One of our Indianapolis seminarians and I had some free time Sunday afternoon and no real destination in mind as we approached a beautiful winter day in Rome. I had already visited most of the churches and neighborhoods in the city on my presepio tour. So we decided to go somewhere neither of us had been – to the outskirts, the peripheries of Rome. We took the Metro to the last stop – the end of the line – to a neighborhood called Primavalle. The only thing we knew about this neighborhood was that our bishop, Archbishop Joseph Tobin, would regularly spend time there when he lived in Rome, celebrating Mass at a parish there, serving the poor residents of the area, and becoming involved with a lay movement called the Sant’Egidio Community. We had no set destination in mind, other than the neighborhood, and had only a map to make sure we could find our way back to the Metro stop after our wanderings. But it was one of the most memorable and enlightening afternoons I have spent in Rome.
The streets were fairly empty on this cold, winter Sunday afternoon, although we did come across some soccer games being played in a local sports center and several playgrounds with children and families out and about. The first church we came across was locked and closed – even ringing the doorbell could not gain us access. But the second church was open. Named Santa Maria Della Salute, it was a beautiful parish church built in the 1950s, with money coming primarily from Americans. It is staffed by TOR Franciscans, and after spending time looking at the church and praying in the Blessed Sacrament Chapel, we came across the pastor, Padre Angelo. I was able to witness the quality of our seminarian’s knowledge of Italian as he talked with Padre Angelo, who was warm and hospitable. He invited us to the parish hall, where a Festival of Families was being held, and where he offered us dessert – wonderful homemade tiramisu – and coffee. There, we met Alessandro who, along with his wife, helps prepare couples for marriage. The engaged couples of the parish were being introduced to the community that afternoon, with a social and then a presentation given by a priest working on preparations for the Synod on the Family. We also met other parishioners who were gracious and welcoming to these two American strangers who had stumbled upon their parish Festival of Families.
What was most memorable and insightful for me was to see parish life in a neighborhood on the outskirts of Rome. In the center of the city, it’s hard to know how the faith is lived out by average Italians. The beautiful churches are filled with many more tourists than local parishioners. But here, we saw a parish that could have been at home in Indiana as much as in Rome.
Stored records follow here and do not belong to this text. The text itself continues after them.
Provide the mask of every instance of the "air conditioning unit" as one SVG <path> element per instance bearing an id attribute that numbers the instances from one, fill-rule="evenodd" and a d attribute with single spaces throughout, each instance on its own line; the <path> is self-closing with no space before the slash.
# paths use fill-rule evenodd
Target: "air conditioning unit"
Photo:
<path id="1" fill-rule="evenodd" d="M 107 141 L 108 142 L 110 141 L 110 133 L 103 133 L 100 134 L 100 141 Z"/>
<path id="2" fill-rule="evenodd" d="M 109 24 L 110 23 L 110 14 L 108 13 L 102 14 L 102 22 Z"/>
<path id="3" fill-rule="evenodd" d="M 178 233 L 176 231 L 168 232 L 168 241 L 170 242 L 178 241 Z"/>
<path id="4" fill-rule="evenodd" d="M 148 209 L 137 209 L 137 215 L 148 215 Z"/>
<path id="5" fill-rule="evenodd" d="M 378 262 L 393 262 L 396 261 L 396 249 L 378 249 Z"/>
Couples were being prepared for marriage, babies were being baptized, pastors were tending to the needs of their flock, the hungry were being fed, and the lonely were being offered community and companionship – all centered around a parish church in the middle of a neighborhood.
As we left Primavalle, we stopped to get a slice of pizza from a walk-up pizza stand. We sat and looked around, and we felt as comfortable there as at any of our parishes at home. And I think we both longed to return to our own neighborhoods, to be immersed in the communities of our own parishes, and to bring the light of faith and the presence of Jesus Christ to those we encounter along the way. And, also, to remember that we need to go to the end of the line – to the peripheries – to leave our comfort zones. For there, we find a missionary field longing to experience the love of God and the Church.